The article further reckoned that...

The value of indirect marketing - ads that are not made expressly for kids but are seen by them anyway - runs into the hundreds of millions. The result is that today's average British child is familiar with up to 400 brand names by the time they reach the age of 10. Researchers report that our children are more likely to recognise Ronald McDonald and the Nike swoosh than Jesus. One study found that 69% of all three-year-olds could identify the McDonald's golden arches - while half of all four-year-olds did not know their own name.

This factoid also seems to have appeared in the 2002 book Fast Food Nation. I don't have a copy of it, but the press release makes the (more modest) claim that: 
Children often recognize the McDonald's logo before they recognize their own name.

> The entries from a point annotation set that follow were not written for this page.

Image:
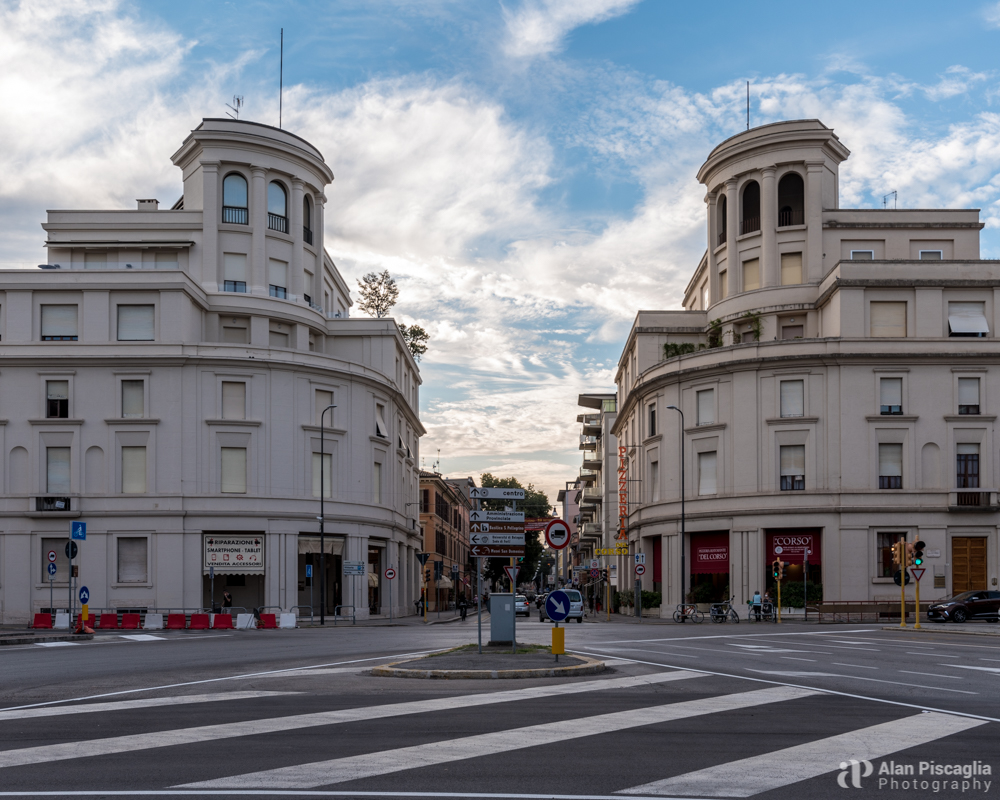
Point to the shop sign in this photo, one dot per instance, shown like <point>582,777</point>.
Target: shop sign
<point>234,555</point>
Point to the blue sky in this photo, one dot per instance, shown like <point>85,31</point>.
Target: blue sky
<point>525,169</point>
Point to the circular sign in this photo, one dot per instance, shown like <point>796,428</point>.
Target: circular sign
<point>557,534</point>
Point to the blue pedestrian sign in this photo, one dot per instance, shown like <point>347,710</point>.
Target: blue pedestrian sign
<point>557,605</point>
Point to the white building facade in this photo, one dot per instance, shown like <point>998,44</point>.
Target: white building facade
<point>162,379</point>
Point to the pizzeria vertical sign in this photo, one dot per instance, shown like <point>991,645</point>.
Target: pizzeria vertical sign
<point>234,554</point>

The same claim was made in an undated BBC radio show.
I can believe that more three or four year olds might recognise popular logos before they can write or read their own name for the simple reason that children of this age cannot usually read or write. But know their own name?! It seems rather implausible so I set about looking for the evidence.
I struggled, to be honest. This study, based on interviewing 38 Australian children aged between 3 and 5 found 62% of them recognised popular fast food logos. But that was published in 2010 so it can't be what the Guardian was talking about.

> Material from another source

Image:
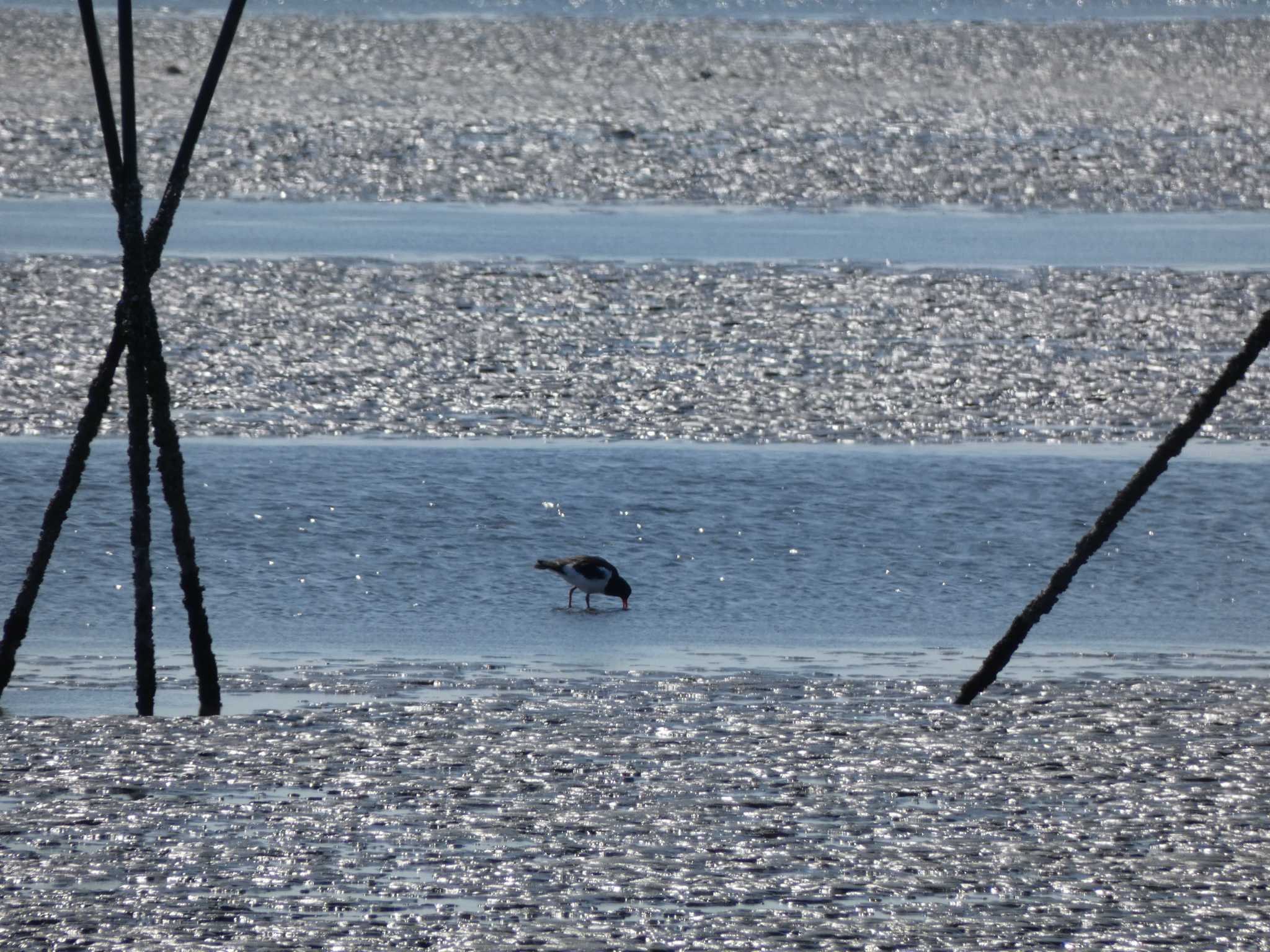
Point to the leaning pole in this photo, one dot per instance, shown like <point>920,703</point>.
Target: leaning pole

The nearest thing I can find published before 2002 is this study in JAMA from 1991 which found that 81.7% of US children aged 3 to 5 recognised the McDonalds logo, making it the most recognisable logo to kids of this age after the Disney Channel. 

This probably isn't the study mentioned in the Guardian, but it's fair to say that a majority of 3-5 year olds (but not necessarily 3 year olds) can recognise the golden arches.

So when do children start to know their own name? I can't find any academic references, but it's not the kind of thing any parent needs to Google. It happens in the first year, usually between four and nine months. It is safe to say that approximately 100 per cent of kids know their own name by the time they are four years old.

If any readers can help me out by finding the relevant study (if it exists), please do, but it looks to me like this claim is a load of nonsense. Perhaps it started with the trivial statement that most young children who can't read can recognise images and became mangled over time until it turned into a claim that is obviously untrue.